Tuesday sees June consumer confidence as well as April house price data from S and P Case-Shiller and FHFA. Wednesday sees May construction spending and June’s ISM manufacturing index, which we expect to be unchanged at 54.0. May factory orders are due on Thursday. Fed’s Warsh will speak on Wednesday and will be closely listened to.
Canada
Canada releases April GDP on Tuesday. We expect a 0.3% increase, slightly below a 0.4% estimate made with March data. June’s S and P manufacturing PMI is due in Thursday.
UK
Coming before final PMI data (Wed & Fri), there are final Q1 GDP numbers where no revision is envisaged (Mon). Published alongside, will be current account data, the gap likely to widen slightly beyond 2.5% of GDP. Otherwise, the BoE dominates the week with Monday’s money/credit data likely to show more signs of a softer housing market, thereby chiming with anecdotal evidence. Such signs may get short shrift from MPC hawk Mann who speaks (Thu) but may mention in updated BoE Credit Condition Survey data (Thu) or via the latest Decision Maker’s Panel (Fri).
Eurozone
Data wise, there are final manufacturing and services PMI numbers (Wed/Fri). Otherwise, the week is dominated by Monday’s actual money and credit figures, where some credit weakness is emerging, these coming almost alongside Thursday’s labor market data which still suggest abundant workforce supply. Monday also sees key survey data for the European Commission, likely to chime with PMIs in signalling on-going economic fragility.
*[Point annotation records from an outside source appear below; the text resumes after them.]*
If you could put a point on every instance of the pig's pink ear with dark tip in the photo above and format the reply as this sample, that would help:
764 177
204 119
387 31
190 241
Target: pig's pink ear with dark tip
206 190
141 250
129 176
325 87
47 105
But the main event will be the June HICP flash (Wed), partly flagged by German HICP numbers (Tue). These data may have a material impact on ECB thinking, especially as they arrive toward the end of the ECB monetary annual gathering in Sintra (Mon-Wed). Indeed, the numbers may suggest the headline rate peaked at 3.2% in May and not the 3.4% rate implicit for June in the ECB quarterly projections released earlier this month. In fact, we see the headline down to as low as 2.7% pulled down not just by hefty energy price falls but also a seasonal aberration in travel prices that pushed up services inflation in May. This could involve small dip in the core too. House price data arrive on Thursday.
Rest of Western Europe
There are few key events in Sweden. In Switzerland, Tuesday sees the latest KOF survey update and Thursday sees what may be near-unchanged headline June CPI numbers, such an outcome chiming with the SNB latest projection. The SNB also releases its latest Financial Stability Report. Norway on Friday releases the latest credit numbers, alongside updated Unemployment figures.
JP
Kickstarting the week with Retail sales. It would be great to see a positive outcome as consumption has been lagging behind real wage gains. Followed by labor data on Tuesday and other tier two data throughout the week. Both shouldn’t be JPY moving.
AU
RBA Governor Bullock will be speaking on late Sunday yet unlikely to provide new cues for rate move, given the current inflation dynamics. So as the meeting minutes on Tuesday. Trade balance on Thursday will likely be more important for changes in energy import.
NZ
Only consumer confidence on Friday may catch an eye.